Di dalam Hukum Acara Perdata dikenal adanya salah satu alat bukti yang dapat digunakan dalam persidangan pada agenda pembuktian, yaitu berupa surat atau bukti tertulis. Menurut ketentuan yang berlaku, yang dapat ditemukan di dalam KUH Perdata maupun Yurisprudensi Mahkamah Agung, yang intinya menyebutkan bahwa yang memiliki kekuatan pembuktian, diakui dan sah sebagai alat bukti tertulis adalah “aslinya”.

Hal tersebut dapat ditemukan di dalam ketentuan-ketentuan sebagai berikut :

1. Pasal 1888 Kitab Undang-undang Hukum Perdata (KUHPerdata)

"Kekuatan pembuktian dengan suatu tulisan terletak pada akta aslinya. Bila akta yang asli ada, maka salinan serta kutipan hanyalah dapat dipercaya sepanjang salinan serta kutipan itu sesuai dengan aslinya yang senantiasa dapat diperintahkan untuk ditunjukkan."

2. Yurisprudensi Mahkamah Agung RI No. 3609 K/PDT/1985

"Surat bukti yang hanya berupa fotokopi dan tidak pernah ada surat aslinya, oleh karena mana surat bukti tersebut harus dikesampingkan"

3. Yurisprudensi Mahkamah Agung RI No. 701 K/Sip/1974 tertanggal 1 April 1974

"Karena Judex Factie mendasarkan putusannya melulu atas surat-surat bukti yang terdiri fotokopi-fotokopi yang tidak secara sah dinyatakan sesuai dengan aslinya, sedang terdapat diantaranya yang penting-penting yang secara substansial masih dipertengkarkan oleh kedua belah pihak, Judex Factie sebenarnya telah memutuskan perkara ini berdasarkan bukti -bukti yang tidak sah"

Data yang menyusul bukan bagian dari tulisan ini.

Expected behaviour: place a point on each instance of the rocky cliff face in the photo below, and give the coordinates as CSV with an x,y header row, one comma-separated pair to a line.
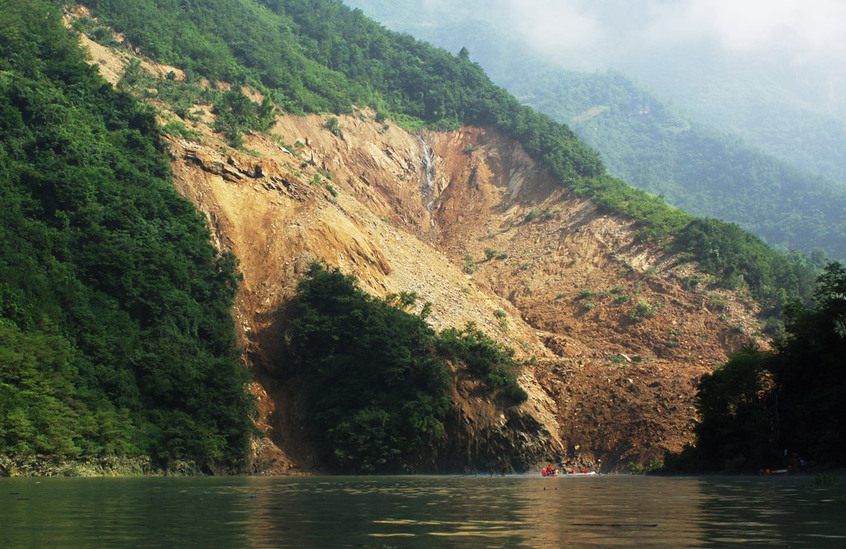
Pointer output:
x,y
613,330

Dalam prakteknya yang diajukan oleh pihak yang berperkara di persidangan pengadilan adalah bukti surat / tertulis yang difoto kopi dengan dibubuhi meterai serta dilegalisasi di Kantor Pos, kemudian foto kopi tersebut didaftarkan di Kepaniteraan Pengadilan untuk dilegalisasi untuk selanjutnya diajukan ke sidang pengadilan kepada majelis hakim. Pada saat diajukan ke sidang pengadilan kepada majelis hakim, foto kopi tersebut akan dicocokkan dengan aslinya untuk menentukan apakah foto kopi tersebut dapat digunakan sebagai bukti yang sah. Dengan demikian, pada prinsipnya yang diakui sebagai alat bukti surat / tertulis yang sah adalah yang “asli

Namun demikian, terdapat pengecualian terhadap ketentuan tersebut di atas sebagaimana yang dimaksud di dalam pasal 1889 KUH Perdata sebagai berikut :

Bila tanda alas hak yang asli yang sudah tidak ada lagi, maka salinannya memberikan bukti, dengan ketentuan-ketentuan sebagai berikut:

1e. salinan pertama (gross) memberikan bukti yang sama dengan akta asli; demikian pula halnya salinan yang dibuat atas perintah Hakim di hadapan kedua belah pihak atau setelah kedua pihak ini dipanggil secara sah sebagaimana juga yang salinan dibuat di hadapan kedua belah pihak dengan persetujuan mereka;

2e. salinan yang dibuat sesudah pengeluaran salinan pertama tanpa perantaraan Hakim atau tanpa persetujuan kedua belah pihak entah oleh Notaris yang di hadapannya akta itu dibuat, atau oleh seorang penggantinya ataupun oleh pegawai yang karenajabatannya menyimpan akta asli (minut) dam berwenang untuk memberikan salinan salinan, dapat diterima Hakim sebagai bukti sempurna bila akta asli telah hilang;

3e. bila salinan yang dibuat menurut akta asli itu tidak dibuat oleh Notaris yang dihadapannya akta itu telah dibuat, atau oleh seorang penggantinya, atau oleh pegawai umum yang karena jabatannya menyimpan akta asli, maka salinan itu sama sekali tidak dapat dipakai sebagai bukti, melainkan hanya sebagai bukti permulaan tertulis;

4e. salinan otentik dari salinan otentik atau dari akta di bawah tangan, menurut keadaan, dapat memberikan suatu bukti permulaan tertulis.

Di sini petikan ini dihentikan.